I've never left in terms of reading it. I am building XML-based
systems again as a full-time job. It wasn't a sabbatical. It was a
"XML Is Done; Use It When Needed Because It's Fully Baked". And
therefore, it was best to stay quiet because I had nothing to
contribute. Once back in the game, this is a good place to ask
questions and compare experiences. Everyone here has done this long
enough that no serious question goes unanswered and otherwise, we know
each other well enough to ignore the rest.
Part of the laissez-faire attitude for some of us is that XML-Dev (as
development) once XML was published became a kibitzing forum and helps
people understand the specification. As a development list, very
little is developed here. Some abstractions are debated repeatedly.

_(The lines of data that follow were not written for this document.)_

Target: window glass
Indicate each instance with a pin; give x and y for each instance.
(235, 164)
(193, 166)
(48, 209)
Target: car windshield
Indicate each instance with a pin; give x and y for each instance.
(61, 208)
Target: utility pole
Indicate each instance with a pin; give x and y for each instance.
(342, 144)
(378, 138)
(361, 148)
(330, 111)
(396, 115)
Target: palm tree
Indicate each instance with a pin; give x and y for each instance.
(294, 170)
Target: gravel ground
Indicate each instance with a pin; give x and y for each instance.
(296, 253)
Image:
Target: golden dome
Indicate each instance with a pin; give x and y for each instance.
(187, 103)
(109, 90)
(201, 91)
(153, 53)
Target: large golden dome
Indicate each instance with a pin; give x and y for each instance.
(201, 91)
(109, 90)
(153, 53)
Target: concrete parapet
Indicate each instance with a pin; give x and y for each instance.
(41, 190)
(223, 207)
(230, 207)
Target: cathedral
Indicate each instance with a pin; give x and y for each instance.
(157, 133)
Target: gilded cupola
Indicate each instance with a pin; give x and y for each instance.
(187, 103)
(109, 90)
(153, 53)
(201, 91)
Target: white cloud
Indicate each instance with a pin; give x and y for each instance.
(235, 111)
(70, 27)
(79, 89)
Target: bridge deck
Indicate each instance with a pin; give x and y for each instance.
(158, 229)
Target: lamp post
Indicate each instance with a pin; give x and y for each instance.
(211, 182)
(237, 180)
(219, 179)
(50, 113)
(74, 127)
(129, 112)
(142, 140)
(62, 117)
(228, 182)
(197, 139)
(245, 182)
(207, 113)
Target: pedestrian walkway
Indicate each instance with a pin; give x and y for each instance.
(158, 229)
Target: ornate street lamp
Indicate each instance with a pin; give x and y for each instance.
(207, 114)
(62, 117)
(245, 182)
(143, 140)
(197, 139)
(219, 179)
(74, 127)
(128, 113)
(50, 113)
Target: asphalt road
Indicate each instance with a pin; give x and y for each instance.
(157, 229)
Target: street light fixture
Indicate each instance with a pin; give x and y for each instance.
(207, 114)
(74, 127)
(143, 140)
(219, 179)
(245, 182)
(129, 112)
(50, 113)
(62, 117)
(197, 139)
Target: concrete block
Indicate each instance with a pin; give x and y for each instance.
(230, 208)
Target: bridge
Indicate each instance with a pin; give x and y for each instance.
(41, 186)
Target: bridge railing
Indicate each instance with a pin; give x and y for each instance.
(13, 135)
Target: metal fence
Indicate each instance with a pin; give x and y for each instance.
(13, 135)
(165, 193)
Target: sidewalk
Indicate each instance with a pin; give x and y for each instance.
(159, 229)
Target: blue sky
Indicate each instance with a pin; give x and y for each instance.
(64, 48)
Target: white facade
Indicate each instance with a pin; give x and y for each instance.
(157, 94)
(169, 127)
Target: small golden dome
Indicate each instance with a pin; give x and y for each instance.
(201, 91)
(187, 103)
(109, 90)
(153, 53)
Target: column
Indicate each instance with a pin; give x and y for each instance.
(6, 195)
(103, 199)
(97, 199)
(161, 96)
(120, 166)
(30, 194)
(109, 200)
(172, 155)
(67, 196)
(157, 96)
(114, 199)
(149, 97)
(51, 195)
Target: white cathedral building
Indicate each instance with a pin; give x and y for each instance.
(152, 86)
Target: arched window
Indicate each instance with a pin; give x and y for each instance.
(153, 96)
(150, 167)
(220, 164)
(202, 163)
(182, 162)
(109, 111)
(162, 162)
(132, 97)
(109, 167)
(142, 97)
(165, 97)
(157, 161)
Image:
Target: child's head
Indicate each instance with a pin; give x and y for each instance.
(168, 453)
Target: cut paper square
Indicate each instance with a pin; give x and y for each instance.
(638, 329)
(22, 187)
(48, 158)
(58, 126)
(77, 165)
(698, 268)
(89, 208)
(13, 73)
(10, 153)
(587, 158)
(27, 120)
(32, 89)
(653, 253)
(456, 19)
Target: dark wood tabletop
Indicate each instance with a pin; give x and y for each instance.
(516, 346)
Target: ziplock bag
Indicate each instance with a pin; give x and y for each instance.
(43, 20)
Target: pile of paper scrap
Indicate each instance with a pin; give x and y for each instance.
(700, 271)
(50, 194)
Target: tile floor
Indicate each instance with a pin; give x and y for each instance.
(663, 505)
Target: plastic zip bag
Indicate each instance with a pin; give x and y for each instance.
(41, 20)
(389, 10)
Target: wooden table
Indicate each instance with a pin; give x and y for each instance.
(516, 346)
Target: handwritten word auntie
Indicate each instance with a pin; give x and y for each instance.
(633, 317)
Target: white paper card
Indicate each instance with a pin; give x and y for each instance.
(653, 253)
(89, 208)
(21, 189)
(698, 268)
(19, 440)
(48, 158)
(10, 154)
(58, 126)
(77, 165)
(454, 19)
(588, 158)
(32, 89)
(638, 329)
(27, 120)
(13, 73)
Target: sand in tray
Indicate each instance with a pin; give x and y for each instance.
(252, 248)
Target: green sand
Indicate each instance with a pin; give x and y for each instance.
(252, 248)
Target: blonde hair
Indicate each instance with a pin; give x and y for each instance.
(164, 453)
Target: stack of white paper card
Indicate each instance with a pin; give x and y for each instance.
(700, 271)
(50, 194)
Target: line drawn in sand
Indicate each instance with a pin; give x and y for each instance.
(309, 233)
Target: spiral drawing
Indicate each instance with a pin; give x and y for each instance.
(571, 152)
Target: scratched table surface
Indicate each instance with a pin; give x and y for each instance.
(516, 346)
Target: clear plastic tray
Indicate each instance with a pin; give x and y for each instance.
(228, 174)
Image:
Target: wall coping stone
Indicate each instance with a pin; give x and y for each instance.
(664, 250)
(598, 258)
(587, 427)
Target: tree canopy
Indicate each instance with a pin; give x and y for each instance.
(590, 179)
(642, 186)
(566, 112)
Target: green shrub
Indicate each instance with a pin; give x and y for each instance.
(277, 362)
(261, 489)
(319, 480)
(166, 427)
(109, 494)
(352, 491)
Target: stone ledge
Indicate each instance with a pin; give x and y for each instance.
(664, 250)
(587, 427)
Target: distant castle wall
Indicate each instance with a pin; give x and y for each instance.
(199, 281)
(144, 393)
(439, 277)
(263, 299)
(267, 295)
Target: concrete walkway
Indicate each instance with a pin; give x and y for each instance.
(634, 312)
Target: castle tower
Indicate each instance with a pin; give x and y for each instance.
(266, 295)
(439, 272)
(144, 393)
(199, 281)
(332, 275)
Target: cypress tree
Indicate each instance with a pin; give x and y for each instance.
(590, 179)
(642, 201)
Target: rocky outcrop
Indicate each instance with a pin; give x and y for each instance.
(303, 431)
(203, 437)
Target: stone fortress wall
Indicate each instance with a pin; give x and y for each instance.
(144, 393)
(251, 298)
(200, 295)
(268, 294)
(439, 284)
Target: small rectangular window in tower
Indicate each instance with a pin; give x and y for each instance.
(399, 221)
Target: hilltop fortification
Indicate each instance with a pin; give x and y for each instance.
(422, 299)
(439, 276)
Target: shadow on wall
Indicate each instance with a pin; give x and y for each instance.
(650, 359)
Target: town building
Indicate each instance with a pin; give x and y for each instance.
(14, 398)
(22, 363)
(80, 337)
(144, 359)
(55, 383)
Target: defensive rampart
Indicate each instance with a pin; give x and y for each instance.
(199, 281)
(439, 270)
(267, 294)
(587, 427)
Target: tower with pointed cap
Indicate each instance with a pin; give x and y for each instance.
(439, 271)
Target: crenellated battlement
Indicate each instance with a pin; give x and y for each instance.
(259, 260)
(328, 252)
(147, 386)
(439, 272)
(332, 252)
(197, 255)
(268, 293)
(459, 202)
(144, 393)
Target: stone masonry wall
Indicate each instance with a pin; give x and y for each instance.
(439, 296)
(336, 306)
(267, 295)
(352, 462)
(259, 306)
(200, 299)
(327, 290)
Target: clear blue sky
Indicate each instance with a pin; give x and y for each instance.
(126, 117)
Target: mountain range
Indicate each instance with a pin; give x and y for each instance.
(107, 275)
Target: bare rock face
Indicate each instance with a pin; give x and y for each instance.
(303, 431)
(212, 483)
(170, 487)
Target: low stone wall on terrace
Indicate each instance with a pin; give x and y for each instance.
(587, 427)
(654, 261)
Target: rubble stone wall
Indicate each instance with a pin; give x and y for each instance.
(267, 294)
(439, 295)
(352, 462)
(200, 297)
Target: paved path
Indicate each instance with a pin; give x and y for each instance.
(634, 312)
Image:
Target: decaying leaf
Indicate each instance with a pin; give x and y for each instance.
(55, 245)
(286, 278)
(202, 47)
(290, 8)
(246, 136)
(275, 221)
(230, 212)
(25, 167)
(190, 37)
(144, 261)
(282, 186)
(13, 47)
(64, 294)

It isn't a matter of discarding "new ideas" but very few new ideas are
presented. For the most part new people who don't realize the world
didn't begin when they entered it present old ideas and these are
debated politely in case new conditions have emerged. Minds aren't
closed; they are skeptical by practice.
You might want to search the pre-xml archives for a phrase
"object-oriented pixie dust". Creating objects with markup is a
perma-thread from the early days. The problem as I recall was some
optimizations simplify one problem for a little speed and create
numerous problems in other applications. Tim Bray called such ideas
"premature optimization" and the answer has been "good stuff for some
specialized processors doing specific tasks".
If you want a lexically concise answer, John Cowan is the better man.
Amelia made a concrete suggestion. That's the next wicket.
XML is used both on the web and off the web. The speed of reading XML
in and out of memory isn't the same constraint in all application
domains. Some XML documents are quite large by some standards.
Others not so much. When building large integrated document sets in
say technical publication applications, if an OID complicates the
production process and toolsets by a fraction without an offsetting
measurable and explainable gain, it will be discarded. If XML is
re-architected such that it is required, XML will be discarded.